Late patency of long saphenous vein bypass grafts to the anterior and posterior cerebral circulation.

作者信息

Regli L, Piepgras D G, Hansen K K

机构信息

Department of Neurological Surgery, Mayo Clinic, Rochester, Minnesota, USA.

出版信息

J Neurosurg. 1995 Nov;83(5):806-11. doi: 10.3171/jns.1995.83.5.0806.

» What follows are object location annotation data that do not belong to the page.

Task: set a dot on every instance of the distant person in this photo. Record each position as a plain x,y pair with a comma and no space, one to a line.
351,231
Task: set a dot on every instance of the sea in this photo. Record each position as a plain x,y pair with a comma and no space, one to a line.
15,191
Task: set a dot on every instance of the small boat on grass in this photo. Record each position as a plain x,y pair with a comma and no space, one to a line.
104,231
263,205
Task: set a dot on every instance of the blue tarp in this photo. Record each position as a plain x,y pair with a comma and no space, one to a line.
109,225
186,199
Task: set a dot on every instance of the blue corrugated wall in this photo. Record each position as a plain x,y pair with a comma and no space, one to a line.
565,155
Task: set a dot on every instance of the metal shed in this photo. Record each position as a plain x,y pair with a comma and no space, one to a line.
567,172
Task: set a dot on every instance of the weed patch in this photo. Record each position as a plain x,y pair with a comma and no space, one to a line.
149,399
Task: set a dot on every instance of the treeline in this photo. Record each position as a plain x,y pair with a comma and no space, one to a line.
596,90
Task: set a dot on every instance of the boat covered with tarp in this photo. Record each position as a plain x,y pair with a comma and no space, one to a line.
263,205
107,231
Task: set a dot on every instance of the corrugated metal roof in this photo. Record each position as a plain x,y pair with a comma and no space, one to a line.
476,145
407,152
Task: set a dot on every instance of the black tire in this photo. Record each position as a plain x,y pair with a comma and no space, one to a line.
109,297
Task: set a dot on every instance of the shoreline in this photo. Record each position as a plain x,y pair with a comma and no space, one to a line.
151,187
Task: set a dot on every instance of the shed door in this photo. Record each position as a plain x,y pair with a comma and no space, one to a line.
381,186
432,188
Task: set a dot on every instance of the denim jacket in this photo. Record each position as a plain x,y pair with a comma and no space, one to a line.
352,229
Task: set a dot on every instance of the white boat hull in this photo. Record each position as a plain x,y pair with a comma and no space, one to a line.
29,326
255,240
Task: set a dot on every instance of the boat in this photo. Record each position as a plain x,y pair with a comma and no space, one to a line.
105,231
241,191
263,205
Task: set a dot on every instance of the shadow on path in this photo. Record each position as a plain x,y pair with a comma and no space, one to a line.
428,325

DOI:10.3171/jns.1995.83.5.0806
PMID:7472547
Abstract

To evaluate the late results and the natural history of long saphenous vein bypass grafts (SVGs) between the extracranial and intracranial circulation, the authors retrospectively analyzed 202 consecutive SVGs performed at the Mayo Clinic from 1979 to 1992. The distal anastomosis was to the vertebrobasilar system in 98 patients and to the carotid artery system in 103 patients. Surgical indications were advanced cerebroocclusive disease in 63% (127 cases), giant aneurysm in 37% (74 cases), and neoplasm in one patient. In 125 patent SVGs follow-up information was obtained for longer than 1 year and in 23 patent SVGs it was over 10 years (maximum 13 years, median 6.5 years). Most of the graft failures (76%) occurred during the 1st year after surgery, with 42% of all graft failures found during the first 24 hours after operation. Late graft attrition occurred in only 10 patients (8%). Cumulative patency at 1 year was 86% +/- 3%, at 5 years 82% +/- 4%, and at 13 years 73% +/- 19%. Neurological worsening at the time of occlusion developed in 72% of patients with early occlusion, whereas 80% of patients with late graft occlusion had no new neurological symptoms. Long-term patency of SVGs for cerebral revascularization appears to be excellent, with an average failure rate of 1% to 1.5% per year following the 1st year after surgery. To minimize early graft thrombosis, meticulous attention must be paid to technical detail.

摘要

为评估颅外与颅内循环之间大隐静脉搭桥术(SVG)的远期疗效及自然病程,作者回顾性分析了1979年至1992年在梅奥诊所进行的202例连续SVG手术。98例患者的远端吻合口位于椎基底动脉系统,103例患者的远端吻合口位于颈动脉系统。手术适应证为重度脑闭塞性疾病63%(127例)、巨大动脉瘤37%(74例),1例为肿瘤。125例通畅的SVG获得了超过1年的随访信息,23例通畅的SVG随访时间超过10年(最长13年,中位时间6.5年)。大多数移植血管失败(76%)发生在术后第1年,所有移植血管失败中有42%发生在术后最初24小时内。仅10例患者(8%)出现晚期移植血管损耗。1年时的累积通畅率为86%±3%,5年时为82%±4%,13年时为73%±19%。早期闭塞患者中有72%在闭塞时出现神经功能恶化,而晚期移植血管闭塞患者中有80%没有新的神经症状。用于脑血运重建的SVG长期通畅率似乎极佳,术后第1年之后每年的平均失败率为1%至1.5%。为尽量减少早期移植血管血栓形成,必须密切关注技术细节。